Mutia menelan pentolnya sambil mengangguk. Pandangannya fokus pada layar ponsel yang menampilkan beberapa perempuan berjoget dengan trend baru. "Yes, empat acara besar dalam satu bulan. Mantap, 'kan?"

"Yang jadi ketua pelaksana di acara apa?" tanya Willy.

Erika hanya diam menyimak. Kalau sudah urusan organisasi, dia hanya bisa diam mendengarkan karena tidak mengerti apa-apa.

"Acara sidang pleno," jawabnya.

Willy pun manggut-manggut. "Acara serah terima jabatan, lo jadi apa?"

"Sekretaris." Mutia menghela napas panjang.

Selama ini, menjadi sekretaris adalah posisi terberat yang selalu ingin dia hindari. Pasalnya, terlalu banyak yang harus diurus walaupun tugas sekretaris adalah pra-acara. Tetap saja Mutia merasa malas untuk mengerjakan.

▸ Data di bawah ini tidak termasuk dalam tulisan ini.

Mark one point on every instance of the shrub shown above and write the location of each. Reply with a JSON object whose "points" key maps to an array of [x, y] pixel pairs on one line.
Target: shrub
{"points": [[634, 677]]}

"Semangatlah, bentar lagi lengser!" kata Willy terkekeh melihat ekspresi Mutia yang tampak tertekan.

"Jangan ketawa lo. Liat fans lo pada jerit-jerit kesurupan." Ucapan Erika membuat mood Willy memburuk.

Dia memang merasa risih didekati oleh perempuan, apalagi yang sangat menunjukkan ketertarikan. Di mata Willy, mereka sangat genit.

"Simut!" Mutia, Erika, dan Willy menoleh.

Ketiganya memusatkan pandangan pada dua laki-laki yang berjalan ke arah mereka. Sosok yang dipanggil Simut itu tersenyum ke arah pacarnya. Memang, panggilan akrab Mutia adalah Simut karena kata orang-orang, tubuhnya begitu kecil dan imut sehingga dipanggil simut.

"Udah selesai?" tanya Mutia kepada Yusuf yang baru saja berdiri di sebelah mejanya. Pria itu adalah duta sekolah, tentu saja karena ketampanannya yang sangat menonjol.

"Udah. Pulang sekarang, yuk, takut keburu hujan." Yusuf memberikan jaketnya pada Mutia agar dikenakan.

Mutia menerimanya dan mendekap jaket itu. Diliriknya Wisnu-sahabat Yusuf sekaligus pacar Erika-yang sedang mencubit gemas pipi Erika. Gadis itu memang memiliki pipi yang gembul, jadinya orang-orang sering gemas ingin mencubit dan memainkannya seperti marshmellow.

"Rik, Nu, Wil, kita duluan, ya!" kata Mutia.

"Duluan, Bro," ucap Yusuf.

"Hati-hati, Cantik!" balas Erika.

"Yoi," jawab Wisnu dan Willy hampir barengan.

Di perjalanan menuju parkiran, Yusuf bertanya, "Simut, besok mau nonton, nggak? Aku ada tiket buat dua orang."

Mutia melirik Yusuf sekilas. "Nonton film?"

"Iya, film horor."

Mutia berpikir sejenak, mengingat-ingat apakah dirinya punya rencana besok.

"Boleh, tapi jemput di depan pos ronda, ya. Takut ketahuan Abang." Gadis itu membuat kesepakatan.

"Iya."

***

"Bunda, udah bangun? Minum dulu, Bun, biar tenggorokannya seger," ucap seorang pria berpakaian koko dan sarung yang melekat. Kopiah hitam juga masih bertengger di kepalanya, memancarkan aura segar untuk dipandang.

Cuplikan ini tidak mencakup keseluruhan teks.